Doctor’s treatment of tragic Vicki Core ‘below standard expected’ - expert
A Medical Council inquiry in to a doctor who diagnosed 20 year old Vicki Core with gastric flu less than 24 hours after she died of pneumonia has been told by an expert witness that his treatment seriously short of the standard that could be expected of a GP.
Dr Donal Buckley has been giving evidence on behalf of the CEO of the Medical Council, which is taking a case of Professional Misconduct against the doctor whose name has been withheld and who has been identified only as Dr A.
Dr A faces 11 allegations of professional misconduct in relation to his treatment of Ms Core when she visited his surgery on June 30 2007.
The trainee hairdresser from Tallaght in Dublin collapsed in her parent’s house less than 24 hours later and was pronounced dead on arrival at the Adelaide and Meath hospital.
Yesterday the inquiry was told by Ms Core’s father Thomas that she told Dr A she was suffering from shortness of breath, palpitations and weakness when he accompanied her to Dr A’s surgery.
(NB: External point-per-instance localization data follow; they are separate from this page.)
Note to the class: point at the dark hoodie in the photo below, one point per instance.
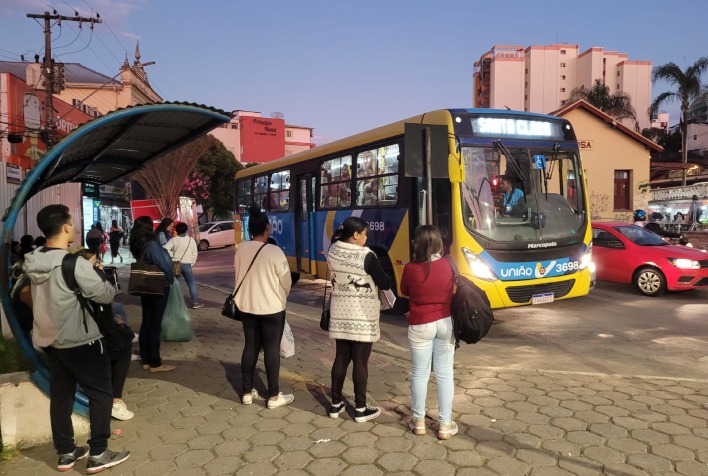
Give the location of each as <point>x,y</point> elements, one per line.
<point>59,320</point>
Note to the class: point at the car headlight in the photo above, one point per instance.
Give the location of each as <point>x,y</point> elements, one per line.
<point>683,263</point>
<point>479,268</point>
<point>586,259</point>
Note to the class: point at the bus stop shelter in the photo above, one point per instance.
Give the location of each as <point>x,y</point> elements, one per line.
<point>103,150</point>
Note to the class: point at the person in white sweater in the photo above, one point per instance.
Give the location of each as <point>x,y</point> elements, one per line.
<point>183,248</point>
<point>264,275</point>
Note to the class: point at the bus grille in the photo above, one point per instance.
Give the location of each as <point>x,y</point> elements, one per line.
<point>522,294</point>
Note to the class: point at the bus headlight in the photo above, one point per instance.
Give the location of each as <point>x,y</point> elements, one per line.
<point>477,266</point>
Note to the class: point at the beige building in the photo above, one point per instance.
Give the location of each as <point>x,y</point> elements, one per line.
<point>616,161</point>
<point>296,138</point>
<point>539,78</point>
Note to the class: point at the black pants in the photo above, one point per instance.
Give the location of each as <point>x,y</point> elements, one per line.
<point>89,366</point>
<point>262,331</point>
<point>358,353</point>
<point>120,365</point>
<point>149,337</point>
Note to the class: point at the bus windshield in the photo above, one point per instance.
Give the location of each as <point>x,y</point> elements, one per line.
<point>523,193</point>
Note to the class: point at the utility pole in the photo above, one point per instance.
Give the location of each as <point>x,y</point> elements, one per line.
<point>48,67</point>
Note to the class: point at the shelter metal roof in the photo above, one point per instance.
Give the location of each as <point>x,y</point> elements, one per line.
<point>119,143</point>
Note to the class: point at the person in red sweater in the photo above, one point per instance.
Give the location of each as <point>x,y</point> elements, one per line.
<point>428,281</point>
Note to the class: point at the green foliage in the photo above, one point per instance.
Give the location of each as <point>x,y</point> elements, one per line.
<point>220,166</point>
<point>617,105</point>
<point>12,359</point>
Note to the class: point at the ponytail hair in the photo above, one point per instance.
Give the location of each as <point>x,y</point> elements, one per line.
<point>349,226</point>
<point>257,221</point>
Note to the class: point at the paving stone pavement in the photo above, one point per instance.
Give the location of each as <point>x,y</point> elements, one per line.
<point>520,422</point>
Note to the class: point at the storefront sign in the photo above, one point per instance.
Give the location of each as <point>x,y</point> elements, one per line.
<point>14,173</point>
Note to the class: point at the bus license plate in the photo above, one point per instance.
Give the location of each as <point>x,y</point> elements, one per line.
<point>542,298</point>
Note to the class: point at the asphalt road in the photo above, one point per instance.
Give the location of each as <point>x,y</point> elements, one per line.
<point>613,330</point>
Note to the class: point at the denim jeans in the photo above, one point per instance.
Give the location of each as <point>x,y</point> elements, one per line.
<point>432,342</point>
<point>189,278</point>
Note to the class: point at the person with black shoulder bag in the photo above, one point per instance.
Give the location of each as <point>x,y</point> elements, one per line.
<point>117,334</point>
<point>263,283</point>
<point>146,249</point>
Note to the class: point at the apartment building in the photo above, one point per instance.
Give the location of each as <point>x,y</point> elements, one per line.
<point>539,78</point>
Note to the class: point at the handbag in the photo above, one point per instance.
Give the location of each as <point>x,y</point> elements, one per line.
<point>387,299</point>
<point>230,309</point>
<point>146,279</point>
<point>324,319</point>
<point>177,265</point>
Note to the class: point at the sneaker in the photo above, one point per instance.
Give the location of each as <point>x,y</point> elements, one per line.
<point>248,398</point>
<point>417,426</point>
<point>120,411</point>
<point>366,414</point>
<point>283,399</point>
<point>447,430</point>
<point>335,410</point>
<point>109,458</point>
<point>67,460</point>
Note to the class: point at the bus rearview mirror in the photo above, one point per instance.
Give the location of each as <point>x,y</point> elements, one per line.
<point>416,147</point>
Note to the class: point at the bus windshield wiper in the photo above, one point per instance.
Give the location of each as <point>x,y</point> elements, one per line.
<point>502,148</point>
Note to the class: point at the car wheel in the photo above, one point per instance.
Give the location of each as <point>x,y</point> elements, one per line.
<point>650,282</point>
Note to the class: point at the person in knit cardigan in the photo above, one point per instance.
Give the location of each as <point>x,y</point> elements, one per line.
<point>429,282</point>
<point>357,276</point>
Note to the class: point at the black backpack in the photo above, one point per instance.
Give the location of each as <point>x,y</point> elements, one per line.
<point>117,336</point>
<point>472,315</point>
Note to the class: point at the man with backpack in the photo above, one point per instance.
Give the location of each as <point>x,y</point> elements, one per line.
<point>75,350</point>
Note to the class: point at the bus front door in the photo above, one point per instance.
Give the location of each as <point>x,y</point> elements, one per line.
<point>305,208</point>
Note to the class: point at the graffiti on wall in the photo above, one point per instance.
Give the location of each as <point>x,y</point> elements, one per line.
<point>599,203</point>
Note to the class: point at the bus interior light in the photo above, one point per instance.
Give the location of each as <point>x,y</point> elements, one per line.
<point>586,259</point>
<point>478,267</point>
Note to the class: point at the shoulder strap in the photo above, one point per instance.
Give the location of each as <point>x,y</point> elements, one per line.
<point>249,269</point>
<point>452,264</point>
<point>189,243</point>
<point>68,266</point>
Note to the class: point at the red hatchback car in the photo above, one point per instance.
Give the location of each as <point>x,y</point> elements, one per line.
<point>625,253</point>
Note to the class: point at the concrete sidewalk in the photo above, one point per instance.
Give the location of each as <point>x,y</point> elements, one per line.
<point>520,422</point>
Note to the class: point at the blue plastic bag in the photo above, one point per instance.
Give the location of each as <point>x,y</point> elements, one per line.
<point>176,323</point>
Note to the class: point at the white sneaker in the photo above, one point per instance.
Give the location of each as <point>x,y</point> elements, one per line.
<point>248,398</point>
<point>120,411</point>
<point>283,399</point>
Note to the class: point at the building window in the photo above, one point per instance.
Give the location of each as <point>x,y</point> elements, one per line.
<point>622,190</point>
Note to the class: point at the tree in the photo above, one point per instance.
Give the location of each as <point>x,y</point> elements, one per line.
<point>219,165</point>
<point>164,177</point>
<point>687,88</point>
<point>617,105</point>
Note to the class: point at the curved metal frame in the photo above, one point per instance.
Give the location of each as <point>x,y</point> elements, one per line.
<point>28,188</point>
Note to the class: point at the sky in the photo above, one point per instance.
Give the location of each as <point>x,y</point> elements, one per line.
<point>343,67</point>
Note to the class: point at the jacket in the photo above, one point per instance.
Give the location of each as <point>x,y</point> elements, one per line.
<point>182,249</point>
<point>59,320</point>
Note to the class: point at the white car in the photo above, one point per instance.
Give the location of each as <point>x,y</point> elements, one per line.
<point>215,234</point>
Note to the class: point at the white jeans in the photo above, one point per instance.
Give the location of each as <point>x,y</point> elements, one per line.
<point>434,342</point>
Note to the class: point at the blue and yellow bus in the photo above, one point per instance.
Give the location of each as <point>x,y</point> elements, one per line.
<point>444,168</point>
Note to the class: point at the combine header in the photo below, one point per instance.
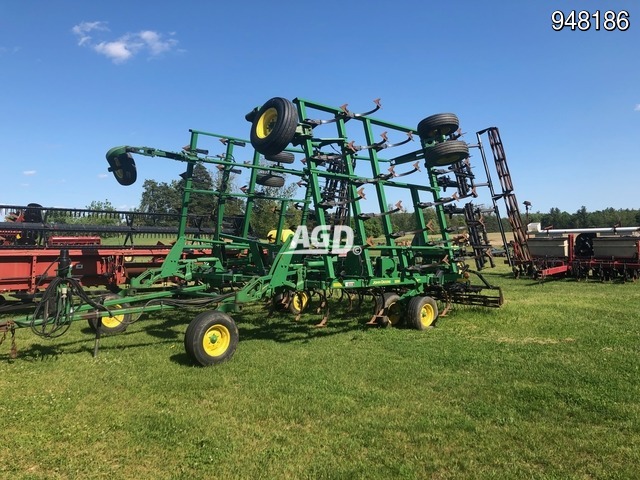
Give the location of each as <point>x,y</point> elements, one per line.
<point>351,168</point>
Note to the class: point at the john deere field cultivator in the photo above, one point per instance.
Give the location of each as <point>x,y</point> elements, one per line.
<point>349,169</point>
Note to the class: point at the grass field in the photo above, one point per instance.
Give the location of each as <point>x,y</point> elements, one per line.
<point>545,387</point>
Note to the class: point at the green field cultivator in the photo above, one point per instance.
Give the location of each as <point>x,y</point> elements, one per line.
<point>348,169</point>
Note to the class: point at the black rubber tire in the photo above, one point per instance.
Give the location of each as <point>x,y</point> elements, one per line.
<point>422,312</point>
<point>274,126</point>
<point>392,308</point>
<point>115,324</point>
<point>123,166</point>
<point>446,153</point>
<point>269,180</point>
<point>282,157</point>
<point>299,302</point>
<point>198,341</point>
<point>435,126</point>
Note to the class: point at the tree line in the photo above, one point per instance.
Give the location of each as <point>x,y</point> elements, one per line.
<point>166,198</point>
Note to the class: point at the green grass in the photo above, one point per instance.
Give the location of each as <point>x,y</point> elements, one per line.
<point>545,387</point>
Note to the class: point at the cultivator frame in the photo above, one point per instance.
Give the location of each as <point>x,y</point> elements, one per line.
<point>415,281</point>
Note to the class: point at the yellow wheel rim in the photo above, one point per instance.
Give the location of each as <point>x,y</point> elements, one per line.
<point>266,122</point>
<point>300,300</point>
<point>427,315</point>
<point>216,340</point>
<point>115,321</point>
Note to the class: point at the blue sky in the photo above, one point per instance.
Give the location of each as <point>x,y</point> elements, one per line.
<point>80,77</point>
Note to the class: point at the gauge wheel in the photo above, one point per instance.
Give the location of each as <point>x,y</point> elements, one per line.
<point>282,157</point>
<point>446,153</point>
<point>437,126</point>
<point>269,180</point>
<point>117,323</point>
<point>211,338</point>
<point>299,302</point>
<point>422,312</point>
<point>274,126</point>
<point>392,307</point>
<point>122,165</point>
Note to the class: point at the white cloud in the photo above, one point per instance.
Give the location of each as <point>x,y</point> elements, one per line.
<point>124,48</point>
<point>118,51</point>
<point>83,29</point>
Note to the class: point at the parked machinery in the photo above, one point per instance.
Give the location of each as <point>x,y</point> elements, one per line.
<point>338,160</point>
<point>582,253</point>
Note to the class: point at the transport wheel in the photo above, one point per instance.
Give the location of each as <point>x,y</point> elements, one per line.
<point>446,153</point>
<point>122,165</point>
<point>211,338</point>
<point>282,157</point>
<point>438,125</point>
<point>392,307</point>
<point>422,312</point>
<point>299,302</point>
<point>269,180</point>
<point>274,126</point>
<point>116,324</point>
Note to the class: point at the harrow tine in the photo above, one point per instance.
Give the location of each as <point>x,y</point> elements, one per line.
<point>344,114</point>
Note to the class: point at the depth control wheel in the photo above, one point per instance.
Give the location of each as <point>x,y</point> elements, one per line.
<point>299,302</point>
<point>422,312</point>
<point>274,126</point>
<point>117,323</point>
<point>392,307</point>
<point>211,338</point>
<point>437,126</point>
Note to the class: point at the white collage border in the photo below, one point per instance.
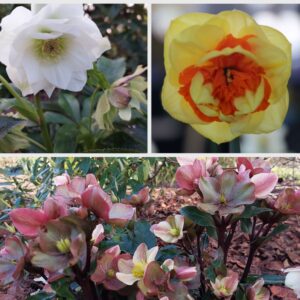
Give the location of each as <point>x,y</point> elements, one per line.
<point>149,153</point>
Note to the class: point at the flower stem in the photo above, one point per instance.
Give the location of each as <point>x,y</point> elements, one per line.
<point>43,124</point>
<point>10,89</point>
<point>234,146</point>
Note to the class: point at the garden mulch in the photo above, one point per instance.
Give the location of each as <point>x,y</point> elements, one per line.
<point>283,251</point>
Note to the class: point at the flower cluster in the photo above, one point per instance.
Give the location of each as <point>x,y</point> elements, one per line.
<point>226,75</point>
<point>50,46</point>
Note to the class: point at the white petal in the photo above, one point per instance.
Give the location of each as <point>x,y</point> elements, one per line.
<point>128,279</point>
<point>125,114</point>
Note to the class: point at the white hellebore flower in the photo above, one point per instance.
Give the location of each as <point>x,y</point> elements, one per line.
<point>292,280</point>
<point>49,48</point>
<point>132,270</point>
<point>171,230</point>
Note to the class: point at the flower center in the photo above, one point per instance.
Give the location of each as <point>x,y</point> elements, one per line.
<point>63,245</point>
<point>111,273</point>
<point>228,77</point>
<point>223,199</point>
<point>50,50</point>
<point>175,232</point>
<point>138,270</point>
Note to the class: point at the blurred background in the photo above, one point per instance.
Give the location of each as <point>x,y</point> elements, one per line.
<point>171,136</point>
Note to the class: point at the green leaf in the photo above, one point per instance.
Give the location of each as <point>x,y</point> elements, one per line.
<point>113,69</point>
<point>102,109</point>
<point>252,211</point>
<point>27,109</point>
<point>42,296</point>
<point>61,287</point>
<point>198,217</point>
<point>270,279</point>
<point>65,139</point>
<point>70,106</point>
<point>56,118</point>
<point>140,234</point>
<point>7,123</point>
<point>246,225</point>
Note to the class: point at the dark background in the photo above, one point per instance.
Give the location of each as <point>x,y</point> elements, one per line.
<point>171,136</point>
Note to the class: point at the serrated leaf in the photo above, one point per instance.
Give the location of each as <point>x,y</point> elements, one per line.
<point>198,217</point>
<point>112,69</point>
<point>7,123</point>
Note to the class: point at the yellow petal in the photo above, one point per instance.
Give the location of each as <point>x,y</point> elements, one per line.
<point>176,105</point>
<point>218,132</point>
<point>178,25</point>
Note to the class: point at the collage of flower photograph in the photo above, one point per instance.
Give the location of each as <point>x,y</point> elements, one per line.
<point>149,150</point>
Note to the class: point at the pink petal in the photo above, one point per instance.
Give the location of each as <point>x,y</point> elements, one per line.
<point>28,221</point>
<point>264,184</point>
This is in conflict with Dr A’s medical notes taken at the time in which these details were not recorded.
Today Dr Donal Buckley told the inquiry that because of the conflict between what Vicki Core’s family have described as their daughter’s symptoms and the symptoms recorded by Dr A in his notes, the question of professional misconduct depends on which evidence was accepted.
However Dr Buckley said overall, considering the evidence given by Thomas Core, including a statement he gave to the gardai and his description of the consultation, he would feel Dr A fell seriously short of the standard of care that could be expected of him.
Dr A denies all the allegations against him, which include that he failed to take an adequate medical history from Vicki Core, that he failed to carry out appropriate investigations, that he failed to take consideration of the symptoms Ms Core was suffering from as reported to him by her family and that he failed to have her referred to hospital.